The Pleasures of Obscurity


Obscurity isn't invisibility; the "occult" or occluded isn't truly the hidden. It's what you can just make out, but not fully. You can tell it's there but can't quite see what it is. The obscure as an aesthetic principle has interested me for a long time.


Detail of 'View of Amanohashidate' by Sesshū

My introduction to the obscure was a remark by Luciano Berio about his wonderful Sinfonia. I can't lay my hand on the quote now so I'm probably misremembering it but it was to the effect that he wanted the listener to be constantly not-quite-catching what the many voices in the piece were saying or singing, as if you can the tail end of one thing but then lose the thread of another, as if too many things are going on at once to be able to understand any one of them:



Spoken words you can't quite hear are a great material for music. Another is words you can't understand; the three pieces that make up John Zorn's New Traditions in East Asian Bar Bands use "the spoken languages of Chinese, Korean and Vietnamese as pure melody" (source) and I'm sure they hit very differently if you understand what's being said (I don't and I adore these pieces):



I guess the exact halfway point between Berio and Zorn is Ground Zero's exhilarating collage "Red Mao Book By Sony":



One of the things that I love about the alchemists and magicians of the early modern world is their use of obscurity: symbols and jargon that were recognisably occult but whose meanings were hard to make out. Reading Dee or Agrippa is like reading a science textbook at a level far above what you can understand, except it's mostly like that for everyone; there's no university course you can take that will make it all clear. Although there's plenty to learn about and understand, in the end it's not science, it's mystery.

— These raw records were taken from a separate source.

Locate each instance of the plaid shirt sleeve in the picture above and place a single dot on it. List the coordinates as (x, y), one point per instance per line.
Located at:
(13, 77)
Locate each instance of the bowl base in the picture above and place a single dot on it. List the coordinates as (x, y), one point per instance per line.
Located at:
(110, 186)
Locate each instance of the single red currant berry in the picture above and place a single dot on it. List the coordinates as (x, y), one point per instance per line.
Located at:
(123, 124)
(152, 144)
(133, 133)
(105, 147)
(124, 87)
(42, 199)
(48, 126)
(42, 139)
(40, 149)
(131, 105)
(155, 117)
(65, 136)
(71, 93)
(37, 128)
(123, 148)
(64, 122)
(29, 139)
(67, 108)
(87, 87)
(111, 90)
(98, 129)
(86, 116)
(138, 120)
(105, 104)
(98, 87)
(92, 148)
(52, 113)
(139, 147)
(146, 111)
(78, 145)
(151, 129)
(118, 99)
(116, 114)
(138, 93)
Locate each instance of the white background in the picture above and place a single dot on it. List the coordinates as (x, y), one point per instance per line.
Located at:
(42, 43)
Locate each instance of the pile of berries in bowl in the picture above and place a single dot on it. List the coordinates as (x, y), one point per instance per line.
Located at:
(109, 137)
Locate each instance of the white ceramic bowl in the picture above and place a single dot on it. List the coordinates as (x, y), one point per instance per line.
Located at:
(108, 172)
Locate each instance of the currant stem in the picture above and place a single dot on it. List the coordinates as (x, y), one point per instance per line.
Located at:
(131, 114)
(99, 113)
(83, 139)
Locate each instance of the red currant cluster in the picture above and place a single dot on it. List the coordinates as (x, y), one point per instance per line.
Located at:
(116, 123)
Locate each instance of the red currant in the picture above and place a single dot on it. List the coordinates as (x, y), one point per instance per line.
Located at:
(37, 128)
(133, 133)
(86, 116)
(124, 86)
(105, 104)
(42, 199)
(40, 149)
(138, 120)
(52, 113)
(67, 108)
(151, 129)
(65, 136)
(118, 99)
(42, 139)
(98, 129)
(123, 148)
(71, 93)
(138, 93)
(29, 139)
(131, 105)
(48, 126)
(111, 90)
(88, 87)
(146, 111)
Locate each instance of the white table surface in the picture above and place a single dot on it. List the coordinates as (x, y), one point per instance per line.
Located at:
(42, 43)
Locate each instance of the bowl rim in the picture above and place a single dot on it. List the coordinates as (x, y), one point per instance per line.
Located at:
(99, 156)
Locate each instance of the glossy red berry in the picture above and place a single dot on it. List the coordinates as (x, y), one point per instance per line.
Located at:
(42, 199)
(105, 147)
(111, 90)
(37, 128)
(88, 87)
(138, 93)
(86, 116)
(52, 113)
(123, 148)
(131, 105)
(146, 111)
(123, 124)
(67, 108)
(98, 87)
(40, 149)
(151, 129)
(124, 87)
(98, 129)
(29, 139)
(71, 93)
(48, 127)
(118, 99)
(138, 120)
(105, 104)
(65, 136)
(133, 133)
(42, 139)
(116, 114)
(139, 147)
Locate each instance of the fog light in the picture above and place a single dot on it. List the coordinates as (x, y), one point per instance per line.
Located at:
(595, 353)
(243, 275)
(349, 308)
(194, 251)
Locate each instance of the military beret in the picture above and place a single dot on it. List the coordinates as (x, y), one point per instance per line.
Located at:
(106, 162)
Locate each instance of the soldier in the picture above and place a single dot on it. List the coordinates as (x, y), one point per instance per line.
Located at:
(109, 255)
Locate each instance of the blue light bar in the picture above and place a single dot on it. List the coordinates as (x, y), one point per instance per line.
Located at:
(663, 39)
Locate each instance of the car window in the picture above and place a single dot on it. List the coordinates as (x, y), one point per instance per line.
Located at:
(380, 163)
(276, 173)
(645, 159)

And while making music is about responding to our material conditions and communicating to an audience (real or imaginary) it's also about mystery. It shows itself of course, art always puts on a show, but it also hides the main thing behind its back. Otherwise it would just be a lecture or demonstration. This is perhaps why we hate talking about what we do -- it's not that we're inarticulate without our instruments; nor are we hiding the fact that "the emperor has no clothes", as people love to comment on videos of modernist music for some reason. It's that we can't give away what happens in the Sanctuary of Eleusis. Partly because we don't entirely understand it ourselves.

Would Cy Twombly's untitled painting be better if we know what the scratchy writing said? Is it even writing? Did Twombly even know? Doesn't the effect of the painting largely take place in the hollow space where the answers to those questions would go?